What is the definition of a free abelian group generated by the set $X$?

The free abelian group $G(X)$ generated by $X = \{A,B,C,D\}$ is the smallest abelian group containing $X$ and has no other restricting properties. You should think of $X$ as a basis for the group $G(X)$, similarly to a basis for a vector space.

Concretely, what are the elements of $G(X)$? Starting from $X$, first adjoin symbols that will represent the identity in $G(X)$ and inverses for the generating elements: $0, −A, -B, -C, -D$. Now form the set of all abstract finite sums, e.g. $A + B + D + (-B)$. Finally, introduce relations (i.e. define the set of equivalence classes of sums) saying that these elements and sums behave like a commutative group; for example, $A + B + D + (-B) = A + D$.

Since the group is abelian, we can collect terms; for instance, $A + B + A = A + A + B = 2A + B$. So, each element of the free abelian group $G(X)$ can be expressed uniquely as a sum $$ n_AA + n_BB + n_CC + n_DD $$ where each $n_x \in \mathbb{Z}$; in other words, $G(X) = \big\{\sum_{x \in X} n_X X \mid n_x \in \mathbb{Z} \big\}$. Therefore, you can easily see that $G(X) \simeq \mathbb{Z} \times \mathbb{Z} \times \mathbb{Z} \times \mathbb{Z}$, where the group operation is the pointwise addition and the neutral element is $(0,0,0,0)$.

In the explanation above, note that actually the nature of the elements of $X$ plays no role, the only relevant information is the number of elements of $X$. Thus, more generally, you can see that given a set $X$ with exactly $n \in \mathbb{N}$ elements, $G(X) \simeq \underbrace{\mathbb{Z} \times \dots \times \mathbb{Z}}_{n \text{ times } \mathbb{Z}}$.

It is the abelian group $ \mathbf Z^{(X)}$ i.e. the set of functions $f:X\rightarrow \mathbf Z$ with finite support. If, as is usual, we represent such a function by its values at each point $x\in X$, it is $$ \mathbf Z^{(X)}=\Bigl\{(n_x)_{x\in X}\mid n_x=0\enspace\text{except for a finite number of them}\Bigr\}.$$

If $|X|=n$, it'is the same as $\mathbf Z^X=\displaystyle\prod_{x\in X}\mathbf Z$ and it's isomorphic to $\mathbf Z^n$.

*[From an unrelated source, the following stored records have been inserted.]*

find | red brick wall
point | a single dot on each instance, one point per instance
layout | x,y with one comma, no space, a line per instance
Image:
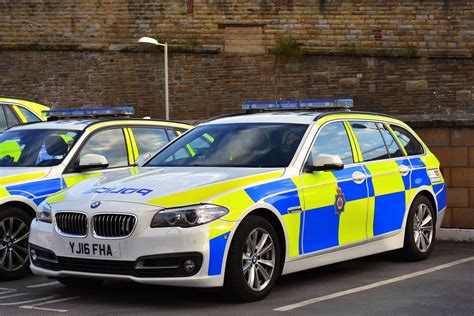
454,147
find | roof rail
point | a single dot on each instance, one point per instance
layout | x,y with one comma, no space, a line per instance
126,111
298,105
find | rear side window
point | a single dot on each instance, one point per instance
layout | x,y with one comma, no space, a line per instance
110,144
333,140
3,119
392,146
30,117
409,142
149,140
370,140
11,117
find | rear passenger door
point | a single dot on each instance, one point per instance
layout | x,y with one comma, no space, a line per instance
388,176
325,225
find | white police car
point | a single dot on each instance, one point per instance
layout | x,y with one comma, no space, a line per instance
239,200
39,159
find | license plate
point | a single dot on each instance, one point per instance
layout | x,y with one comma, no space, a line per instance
103,250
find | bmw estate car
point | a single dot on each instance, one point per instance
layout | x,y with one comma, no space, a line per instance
37,160
240,200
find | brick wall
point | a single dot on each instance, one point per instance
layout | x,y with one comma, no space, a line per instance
454,147
397,57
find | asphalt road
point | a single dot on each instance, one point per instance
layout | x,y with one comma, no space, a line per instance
382,284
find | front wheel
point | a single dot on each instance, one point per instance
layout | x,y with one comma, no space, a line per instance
420,231
14,232
254,261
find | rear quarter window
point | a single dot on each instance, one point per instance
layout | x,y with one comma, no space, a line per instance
408,141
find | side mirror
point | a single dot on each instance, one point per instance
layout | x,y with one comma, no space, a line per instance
325,162
92,162
141,159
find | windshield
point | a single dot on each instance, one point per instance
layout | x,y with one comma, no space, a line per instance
234,145
35,147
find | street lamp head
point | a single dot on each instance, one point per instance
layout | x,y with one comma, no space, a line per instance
148,40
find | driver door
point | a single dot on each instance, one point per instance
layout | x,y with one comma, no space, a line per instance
326,223
109,143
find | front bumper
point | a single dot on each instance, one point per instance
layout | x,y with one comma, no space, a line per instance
149,255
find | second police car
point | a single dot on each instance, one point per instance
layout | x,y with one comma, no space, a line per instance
260,195
17,111
37,160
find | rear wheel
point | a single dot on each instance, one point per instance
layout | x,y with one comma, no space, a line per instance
253,263
14,233
81,283
420,230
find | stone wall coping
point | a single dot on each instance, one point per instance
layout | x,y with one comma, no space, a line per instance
438,120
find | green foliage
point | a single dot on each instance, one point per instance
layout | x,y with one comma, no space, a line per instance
287,48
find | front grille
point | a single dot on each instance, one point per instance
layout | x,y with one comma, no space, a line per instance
113,225
70,223
96,266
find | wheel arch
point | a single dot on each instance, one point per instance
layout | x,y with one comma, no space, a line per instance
21,205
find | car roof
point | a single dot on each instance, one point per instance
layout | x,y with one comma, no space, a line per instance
81,125
295,117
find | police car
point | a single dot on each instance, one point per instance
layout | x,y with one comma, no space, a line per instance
240,200
17,111
39,159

Note: as an abelian group, the ring of polynomials with integer coefficients is defined as $\mathbf Z^{(\mathbf N)}$, to which one adds an extra multiplicative structure. In contrast, $\mathbf Z^{\mathbf N}$ with the extra multiplicative structure given by the Cauchy product, is the ring of formal power series with integer coefficients.

One way you can think of this in a very elementary and canonical way is that the free abelian group on a finite set such as $\{A,B,C,D\}$ is the group of all functions $$f : \{A,B,C,D\} \to \mathbb{Z} $$ with the operations of pointwise addition and pointwise inverse: given any two such functions, for all $x \in \{A,B,C,D\}$ define $$(f_1+f_2)(x) = f_1(x) + f_2(x) $$ also $$(-f)(x) = -f(x) $$ The identity element, of course, is the constant function $f(x)=0$.

For infinite sets, you have to add one more clause to the definition: for the free abelian group on a set $X$, you do not take all functions $f : X \to \mathbb{Z}$, you take only those functions which satisfy the property that there is a finite subset $Y \subset X$ such that if $x \in X-Y$ then $f(x)=0$.